House Judiciary Committee Chairman Jim Jordan, Ohio Republican, took a swipe at national security hawks over their insistence that the government’s top spying tool be reauthorized without a warrant requirement.

“The same people who spied on President Trump’s campaign are now fighting against a warrant requirement in the new FISA bill,” Mr. Jordan said in a post on X. “Makes you wonder.”

Former special counsel John Durham last year concluded in his report that the FBI should not have launched its “Crossfire Hurricane” investigation into the purported ties between the Trump campaign and Russia during the 2016 election.



The FBI and the intelligence community have leaned on congressional lawmakers for over a year to re-up the Foreign Intelligence Surveillance Act without a warrant requirement.

Rep. Ray LaHood, Illinois Republican and member of the Intelligence Committee, told The Washington Times there are new tools in the bill to hold the FBI accountable.

“We now created six new criminal statutes in the federal judiciary and the federal criminal code. So now, if [FBI‘s] upper management, the special counsel, or the DOJ now has the ability under the criminal statutes to charge them,” he said.

“If this happened again with Crossfire Hurricane, I would predict there’d be four to five people within the FBI personnel that would be indicted by now.”

House Intelligence Committee Chair Mike Turner, Ohio Republican, appeared on CNN’s “State of the Union” and said that opponents of the Foreign Intelligence Surveillance Act reauthorization bill to be brought to the floor this week are mischaracterizing the legislation’s Section 702 provision.

Section 702 allows the government to collect huge amounts of electronic data from foreigners living abroad, though Americans’ communications can be ensnared if they are communicating with foreign targets. The controversy arises when the FBI wants to run an American’s identity against the data.

“I think that those who mischaracterize this are small compared to those who understand that this goes to the heart of our ability to get intelligence,” Mr. Turner said after saying he believes the bill will pass. “It allows us to be able to keep Americans safe. This is not a warrantless surveillance of Americans.”

He later added that the government is not surveilling foreigners in the U.S. and that those individuals who say that FISA’s 702 provision is a warrantless search, “are just not telling the truth.”

He said the provision is targeted strictly toward foreigners abroad.

“They’re a select group of individuals who are a national security threat,” he said.

Rep. Warren Davidson, Ohio Republican, responded to Mr. Turner’s remarks on X saying, “Not only are they spying on American citizens without a warrant, they are seeking to expand the spying and block bipartisan legislation requiring a warrant to search American citizens’ data.”
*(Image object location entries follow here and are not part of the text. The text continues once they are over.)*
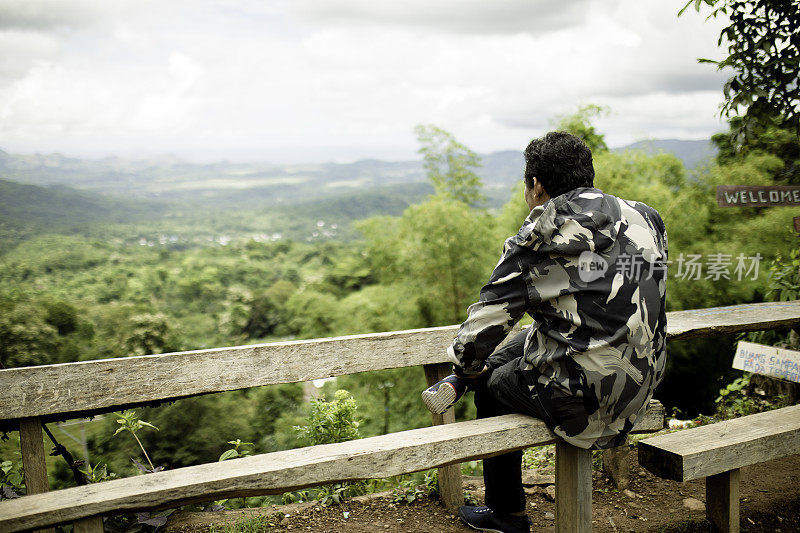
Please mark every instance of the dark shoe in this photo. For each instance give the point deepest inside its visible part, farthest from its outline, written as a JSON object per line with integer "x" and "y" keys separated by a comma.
{"x": 441, "y": 396}
{"x": 484, "y": 519}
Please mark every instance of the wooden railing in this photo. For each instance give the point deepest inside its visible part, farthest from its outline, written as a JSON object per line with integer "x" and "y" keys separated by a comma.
{"x": 35, "y": 395}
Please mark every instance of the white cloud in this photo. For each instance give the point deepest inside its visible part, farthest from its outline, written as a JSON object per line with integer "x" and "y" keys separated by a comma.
{"x": 245, "y": 79}
{"x": 459, "y": 16}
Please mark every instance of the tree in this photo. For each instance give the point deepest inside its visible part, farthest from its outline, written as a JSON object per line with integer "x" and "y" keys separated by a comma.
{"x": 763, "y": 41}
{"x": 440, "y": 251}
{"x": 579, "y": 124}
{"x": 450, "y": 165}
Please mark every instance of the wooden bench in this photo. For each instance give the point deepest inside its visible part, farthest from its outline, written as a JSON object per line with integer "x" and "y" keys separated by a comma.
{"x": 36, "y": 395}
{"x": 716, "y": 452}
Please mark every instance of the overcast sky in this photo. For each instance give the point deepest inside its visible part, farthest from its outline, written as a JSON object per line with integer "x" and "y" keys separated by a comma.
{"x": 317, "y": 80}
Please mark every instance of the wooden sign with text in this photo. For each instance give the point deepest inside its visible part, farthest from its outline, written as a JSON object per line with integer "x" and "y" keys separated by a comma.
{"x": 768, "y": 361}
{"x": 757, "y": 195}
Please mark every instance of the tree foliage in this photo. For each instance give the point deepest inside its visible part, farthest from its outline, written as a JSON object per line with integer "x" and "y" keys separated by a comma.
{"x": 450, "y": 165}
{"x": 763, "y": 44}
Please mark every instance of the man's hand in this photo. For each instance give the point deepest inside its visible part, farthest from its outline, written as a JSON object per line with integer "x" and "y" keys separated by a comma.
{"x": 468, "y": 378}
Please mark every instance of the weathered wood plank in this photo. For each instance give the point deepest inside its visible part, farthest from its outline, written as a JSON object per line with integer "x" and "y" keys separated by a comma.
{"x": 722, "y": 501}
{"x": 450, "y": 483}
{"x": 732, "y": 319}
{"x": 573, "y": 489}
{"x": 88, "y": 525}
{"x": 112, "y": 383}
{"x": 707, "y": 450}
{"x": 99, "y": 386}
{"x": 275, "y": 473}
{"x": 31, "y": 445}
Sen. Mike Lee, Utah Republican, on X, accused House Republicans of creating a “fake national security” distraction to convince the chamber to adjourn when lawmakers were ready to pass legislation prohibiting warrantless searches of Americans’ private communications under FISA 702.

Mr. Turner defended his remarks in February when he said that the Biden administration “was sleepwalking into an international crisis.”

He released a cryptic statement about “a serious” threat related to Russian nukes in space, and requested that the White House declassify all information relating to it.

Congress is racing toward an April 19 deadline for the expiration of Section 702. Nearly all members agree that the program needs changes, particularly after a series of damning reports about abuses in the top-secret program. But lawmakers disagree on how far to go.

The House is slated to take up the fight first with a bill reaching the floor this week, after several previous false starts.

Sponsored by Rep. Laurel Lee, Florida Republican, the bill contains several changes that FBI Director Christopher Wray and the intelligence community can stomach and skips the warrant requirement the FBI doesn’t want.

Lawmakers are expected to have a chance to add the warrant requirement through the amendment process on the House floor.